Uthoff versucht einen Tresor zu öffnen. Er will sein Geld retten. Jahrelang Steuern bezahlen für die Griechen, das passt ihm nicht. Doch er hat gar nicht gezahlt, sagt von Wagner, er hat geliehen. «Das sind Kredite.» Die Eurokrise hat den Steuerzahler null Cent gekostet. Im Gegenteil: Die Griechen zahlen Zinsen. Das ist also ein stinknormaler Abzocker-Bankenkredit. Die Kreditgeber sahnen ab und Griechenland verrottet. Da bestimmte Herren ja Krieg brauchen, um Frieden zu bekommen, aber keinen Krieg wollen in Europa (den halten sie sich vom Leib, indem sie Waffen verkaufen und Kriege sozusagen auslagern, die ja wirtschaftlich imminent wichtig sind), lassen sie Griechenland, Spanien etc. über die Klinge springen mit einer künstlichen Krise (Schuld gibt es nicht, sie wird generiert, so funktioniert das Sklavensystem), die einen Zusammenbruch auslöst mit kriegsähnlichen Auswirkungen auf Wirtschaft und Zusammenleben. Frauen lassen ihre Babys nach der Geburt in Krankenhäusern liegen und fliehen, weil sie nicht für sie sorgen können. Und die deutsche Journaille erzählt weiter Lügengeschichten. «Wer die Bild-Zeitung liest, um sich zu informieren, trinkt auch Bier, wenn er durstig ist» bringt es Claus von Wagner auf den Punkt.

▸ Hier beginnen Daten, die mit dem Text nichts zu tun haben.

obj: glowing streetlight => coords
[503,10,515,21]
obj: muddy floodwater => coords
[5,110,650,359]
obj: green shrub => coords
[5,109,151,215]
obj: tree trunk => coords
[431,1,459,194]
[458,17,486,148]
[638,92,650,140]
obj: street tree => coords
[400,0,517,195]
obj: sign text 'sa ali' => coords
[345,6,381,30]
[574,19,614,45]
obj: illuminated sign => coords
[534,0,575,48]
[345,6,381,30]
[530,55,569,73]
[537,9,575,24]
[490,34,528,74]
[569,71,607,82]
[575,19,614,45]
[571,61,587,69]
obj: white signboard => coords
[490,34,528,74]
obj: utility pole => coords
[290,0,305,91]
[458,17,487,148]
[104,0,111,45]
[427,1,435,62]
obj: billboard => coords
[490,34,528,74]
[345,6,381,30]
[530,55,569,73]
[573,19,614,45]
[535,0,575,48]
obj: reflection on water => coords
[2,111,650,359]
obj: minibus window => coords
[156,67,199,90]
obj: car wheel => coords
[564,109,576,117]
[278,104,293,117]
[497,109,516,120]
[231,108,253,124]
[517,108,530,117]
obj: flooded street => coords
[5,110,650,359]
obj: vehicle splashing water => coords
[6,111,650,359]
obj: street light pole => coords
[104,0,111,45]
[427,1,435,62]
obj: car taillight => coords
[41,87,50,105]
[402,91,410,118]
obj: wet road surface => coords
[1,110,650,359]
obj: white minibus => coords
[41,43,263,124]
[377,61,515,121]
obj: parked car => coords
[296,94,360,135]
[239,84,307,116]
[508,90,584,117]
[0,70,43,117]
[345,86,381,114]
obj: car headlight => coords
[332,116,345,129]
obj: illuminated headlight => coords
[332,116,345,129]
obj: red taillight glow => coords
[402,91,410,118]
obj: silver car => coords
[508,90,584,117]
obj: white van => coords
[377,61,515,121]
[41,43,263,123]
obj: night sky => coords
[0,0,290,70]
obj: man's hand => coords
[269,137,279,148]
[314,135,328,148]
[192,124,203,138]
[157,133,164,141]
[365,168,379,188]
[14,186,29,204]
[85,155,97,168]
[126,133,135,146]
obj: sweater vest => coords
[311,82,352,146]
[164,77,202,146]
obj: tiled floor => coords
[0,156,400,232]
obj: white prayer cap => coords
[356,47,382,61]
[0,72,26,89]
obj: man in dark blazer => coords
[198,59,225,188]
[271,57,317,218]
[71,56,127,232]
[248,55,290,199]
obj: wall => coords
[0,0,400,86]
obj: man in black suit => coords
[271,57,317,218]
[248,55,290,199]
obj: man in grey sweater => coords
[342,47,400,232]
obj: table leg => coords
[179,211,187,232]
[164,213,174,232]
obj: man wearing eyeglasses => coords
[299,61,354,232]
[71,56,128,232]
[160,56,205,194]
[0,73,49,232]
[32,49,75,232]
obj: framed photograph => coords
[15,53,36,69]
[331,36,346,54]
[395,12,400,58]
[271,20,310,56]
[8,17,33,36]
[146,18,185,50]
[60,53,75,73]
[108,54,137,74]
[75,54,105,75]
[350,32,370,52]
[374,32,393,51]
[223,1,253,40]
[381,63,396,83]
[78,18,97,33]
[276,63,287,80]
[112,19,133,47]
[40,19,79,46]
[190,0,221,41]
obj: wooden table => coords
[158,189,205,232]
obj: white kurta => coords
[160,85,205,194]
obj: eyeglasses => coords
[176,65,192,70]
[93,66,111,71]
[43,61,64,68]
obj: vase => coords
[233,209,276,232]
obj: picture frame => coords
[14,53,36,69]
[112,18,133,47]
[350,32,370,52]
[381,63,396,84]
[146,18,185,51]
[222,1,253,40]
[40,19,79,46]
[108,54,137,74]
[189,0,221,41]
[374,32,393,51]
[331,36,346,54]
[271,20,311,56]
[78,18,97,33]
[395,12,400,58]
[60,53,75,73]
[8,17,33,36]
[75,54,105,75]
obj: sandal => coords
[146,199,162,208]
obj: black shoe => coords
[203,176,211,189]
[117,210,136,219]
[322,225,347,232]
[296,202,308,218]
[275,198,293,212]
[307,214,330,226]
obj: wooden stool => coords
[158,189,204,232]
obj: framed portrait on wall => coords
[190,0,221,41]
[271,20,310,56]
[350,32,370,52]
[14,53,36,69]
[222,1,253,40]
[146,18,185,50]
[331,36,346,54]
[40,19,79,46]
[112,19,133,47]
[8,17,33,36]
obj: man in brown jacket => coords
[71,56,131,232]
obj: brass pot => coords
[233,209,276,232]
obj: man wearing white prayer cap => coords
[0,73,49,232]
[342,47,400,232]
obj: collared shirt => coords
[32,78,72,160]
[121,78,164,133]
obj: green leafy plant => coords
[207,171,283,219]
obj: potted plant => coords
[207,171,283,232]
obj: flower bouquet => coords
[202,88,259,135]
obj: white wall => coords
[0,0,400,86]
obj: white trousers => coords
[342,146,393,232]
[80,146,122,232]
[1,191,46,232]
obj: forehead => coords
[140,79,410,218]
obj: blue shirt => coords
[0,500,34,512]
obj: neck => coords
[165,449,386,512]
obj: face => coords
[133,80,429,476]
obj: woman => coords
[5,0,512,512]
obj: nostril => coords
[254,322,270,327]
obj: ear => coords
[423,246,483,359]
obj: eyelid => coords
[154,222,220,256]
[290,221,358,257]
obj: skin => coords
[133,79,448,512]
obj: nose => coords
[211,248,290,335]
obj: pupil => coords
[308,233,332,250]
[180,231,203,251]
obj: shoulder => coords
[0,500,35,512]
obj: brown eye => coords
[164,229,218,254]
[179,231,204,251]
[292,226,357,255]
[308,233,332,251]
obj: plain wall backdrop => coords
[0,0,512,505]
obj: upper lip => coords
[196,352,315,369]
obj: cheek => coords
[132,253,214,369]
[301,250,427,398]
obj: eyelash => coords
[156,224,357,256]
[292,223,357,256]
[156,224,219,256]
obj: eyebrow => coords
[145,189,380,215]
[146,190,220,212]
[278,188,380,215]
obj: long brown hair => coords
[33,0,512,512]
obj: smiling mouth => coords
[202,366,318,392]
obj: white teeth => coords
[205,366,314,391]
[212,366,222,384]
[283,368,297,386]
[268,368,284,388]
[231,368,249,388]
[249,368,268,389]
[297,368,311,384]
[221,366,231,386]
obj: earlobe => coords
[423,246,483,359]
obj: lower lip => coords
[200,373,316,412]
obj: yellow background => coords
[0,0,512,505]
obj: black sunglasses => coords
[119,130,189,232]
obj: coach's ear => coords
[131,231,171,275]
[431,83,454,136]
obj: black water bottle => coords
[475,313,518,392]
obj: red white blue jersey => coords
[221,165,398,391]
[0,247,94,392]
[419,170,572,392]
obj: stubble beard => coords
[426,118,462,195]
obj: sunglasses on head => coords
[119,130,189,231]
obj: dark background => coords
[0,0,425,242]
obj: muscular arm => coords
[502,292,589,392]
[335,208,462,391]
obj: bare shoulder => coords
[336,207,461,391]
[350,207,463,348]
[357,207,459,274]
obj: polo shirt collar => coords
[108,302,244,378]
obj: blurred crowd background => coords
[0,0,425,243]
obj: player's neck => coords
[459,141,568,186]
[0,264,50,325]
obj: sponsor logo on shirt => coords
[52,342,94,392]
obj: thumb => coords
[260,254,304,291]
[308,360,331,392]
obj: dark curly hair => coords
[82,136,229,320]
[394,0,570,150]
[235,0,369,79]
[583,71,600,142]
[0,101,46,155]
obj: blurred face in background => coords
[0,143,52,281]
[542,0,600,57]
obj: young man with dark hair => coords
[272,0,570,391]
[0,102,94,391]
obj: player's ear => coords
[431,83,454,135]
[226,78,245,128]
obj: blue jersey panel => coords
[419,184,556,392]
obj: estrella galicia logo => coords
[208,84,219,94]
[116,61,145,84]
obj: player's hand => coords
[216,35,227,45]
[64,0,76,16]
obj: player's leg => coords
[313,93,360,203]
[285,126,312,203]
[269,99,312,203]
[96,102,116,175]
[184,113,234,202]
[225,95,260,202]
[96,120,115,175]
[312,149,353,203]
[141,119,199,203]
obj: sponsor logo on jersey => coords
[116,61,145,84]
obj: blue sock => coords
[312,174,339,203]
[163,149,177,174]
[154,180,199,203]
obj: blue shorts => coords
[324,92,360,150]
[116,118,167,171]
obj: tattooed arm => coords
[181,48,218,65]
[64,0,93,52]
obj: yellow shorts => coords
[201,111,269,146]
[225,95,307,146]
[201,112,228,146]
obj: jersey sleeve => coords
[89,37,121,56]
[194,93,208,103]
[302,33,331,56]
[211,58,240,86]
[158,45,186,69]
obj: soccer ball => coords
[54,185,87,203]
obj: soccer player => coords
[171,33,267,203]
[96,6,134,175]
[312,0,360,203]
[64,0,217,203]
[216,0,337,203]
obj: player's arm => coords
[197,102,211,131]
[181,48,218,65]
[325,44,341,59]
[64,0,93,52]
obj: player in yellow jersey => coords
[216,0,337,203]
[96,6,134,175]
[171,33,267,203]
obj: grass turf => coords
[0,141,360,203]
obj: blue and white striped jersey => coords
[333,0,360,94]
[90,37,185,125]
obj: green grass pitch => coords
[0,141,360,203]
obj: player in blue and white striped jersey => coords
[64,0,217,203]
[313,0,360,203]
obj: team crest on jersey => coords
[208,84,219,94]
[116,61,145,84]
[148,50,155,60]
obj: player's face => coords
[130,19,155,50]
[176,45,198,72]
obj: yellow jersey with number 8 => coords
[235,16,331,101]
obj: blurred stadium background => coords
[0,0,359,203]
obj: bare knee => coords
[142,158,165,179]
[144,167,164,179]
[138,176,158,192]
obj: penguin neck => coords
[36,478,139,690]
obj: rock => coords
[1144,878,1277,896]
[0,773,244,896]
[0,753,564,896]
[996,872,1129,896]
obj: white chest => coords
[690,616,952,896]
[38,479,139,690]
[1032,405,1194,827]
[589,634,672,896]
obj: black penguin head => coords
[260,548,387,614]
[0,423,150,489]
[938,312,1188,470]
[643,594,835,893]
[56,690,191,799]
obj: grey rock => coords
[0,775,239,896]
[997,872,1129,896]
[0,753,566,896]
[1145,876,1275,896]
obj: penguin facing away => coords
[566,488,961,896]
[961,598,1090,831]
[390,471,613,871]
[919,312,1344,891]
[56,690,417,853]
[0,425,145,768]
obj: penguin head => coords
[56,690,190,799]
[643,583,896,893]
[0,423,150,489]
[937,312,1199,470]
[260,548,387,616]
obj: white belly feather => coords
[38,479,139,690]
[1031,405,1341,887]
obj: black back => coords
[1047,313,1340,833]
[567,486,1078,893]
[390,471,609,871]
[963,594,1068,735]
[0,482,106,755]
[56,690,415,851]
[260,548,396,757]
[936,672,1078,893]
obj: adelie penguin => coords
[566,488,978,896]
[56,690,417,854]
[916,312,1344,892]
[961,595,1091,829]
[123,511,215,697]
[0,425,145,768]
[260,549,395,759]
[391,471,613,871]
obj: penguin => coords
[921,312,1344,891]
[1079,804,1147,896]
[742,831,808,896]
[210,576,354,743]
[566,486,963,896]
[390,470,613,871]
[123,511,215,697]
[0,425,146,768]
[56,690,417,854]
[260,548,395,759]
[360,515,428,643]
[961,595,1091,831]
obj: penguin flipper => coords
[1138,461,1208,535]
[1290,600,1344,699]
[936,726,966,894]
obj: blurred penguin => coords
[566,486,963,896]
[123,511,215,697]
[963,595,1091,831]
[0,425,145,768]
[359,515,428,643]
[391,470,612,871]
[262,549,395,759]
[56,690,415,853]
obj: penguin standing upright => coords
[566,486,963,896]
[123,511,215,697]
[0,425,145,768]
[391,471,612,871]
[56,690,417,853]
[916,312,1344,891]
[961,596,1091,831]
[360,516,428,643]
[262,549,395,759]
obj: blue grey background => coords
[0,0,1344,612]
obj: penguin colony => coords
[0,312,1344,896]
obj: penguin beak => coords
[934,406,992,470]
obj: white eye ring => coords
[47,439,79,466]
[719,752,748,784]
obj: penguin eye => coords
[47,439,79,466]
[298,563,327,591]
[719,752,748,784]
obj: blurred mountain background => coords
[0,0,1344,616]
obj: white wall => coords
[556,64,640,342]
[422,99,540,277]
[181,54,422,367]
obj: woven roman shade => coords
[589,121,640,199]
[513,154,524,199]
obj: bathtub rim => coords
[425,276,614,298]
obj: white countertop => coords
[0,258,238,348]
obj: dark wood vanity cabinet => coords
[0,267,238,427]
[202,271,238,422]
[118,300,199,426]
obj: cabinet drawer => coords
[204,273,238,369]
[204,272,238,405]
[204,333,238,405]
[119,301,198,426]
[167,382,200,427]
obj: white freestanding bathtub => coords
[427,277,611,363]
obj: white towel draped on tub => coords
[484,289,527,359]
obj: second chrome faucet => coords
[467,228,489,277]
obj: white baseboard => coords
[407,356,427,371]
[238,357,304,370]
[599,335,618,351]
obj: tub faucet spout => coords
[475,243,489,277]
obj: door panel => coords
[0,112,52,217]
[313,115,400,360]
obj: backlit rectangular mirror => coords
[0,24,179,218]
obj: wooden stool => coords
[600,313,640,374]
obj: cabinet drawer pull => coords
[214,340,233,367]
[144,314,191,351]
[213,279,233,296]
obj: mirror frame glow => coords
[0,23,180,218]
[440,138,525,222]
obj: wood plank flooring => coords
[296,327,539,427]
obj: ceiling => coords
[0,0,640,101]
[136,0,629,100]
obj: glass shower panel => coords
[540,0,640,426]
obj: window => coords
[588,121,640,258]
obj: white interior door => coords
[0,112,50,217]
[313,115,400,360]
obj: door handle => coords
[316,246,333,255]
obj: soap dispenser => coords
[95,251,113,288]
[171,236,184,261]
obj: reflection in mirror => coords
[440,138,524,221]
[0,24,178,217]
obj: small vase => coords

In Deutschland ist ein Ehepaar, dem der Strom abgestellt wurde, an den Folgen der Armut gestorben:
http://mantovan9.wordpress.com/2015/03/29/hartz-iv-news-wenn-hartz-iv-zum-tode-fuhrt-und-mehr/
Sie atmeten giftige Gase eines Notstromaggregats ein. Andere haben Rasenroboter. Grotesk, sehr traurig und alles verrückt. Kabarettist Klaus Eckel bringt den Irrsinn in einem Monolog zusammen, endlich wird das Lachen aktiviert, genial. Trotzdem: Der Nachgeschmack dieser Sendung ist erschütternd. Ich fühle mich mir und meiner Umwelt enorm verpflichtet. Wir steuern auf den Kollaps zu. Den menschlichen Kollaps. Hoffentlich können wir die Geschichte neu schreiben. Es ist möglich. Was in dieser Sendung fehlte, waren die Frauen. In den Cockpits sitzen auch nur Männer. Blöde Breitseite, musste aber mal sein.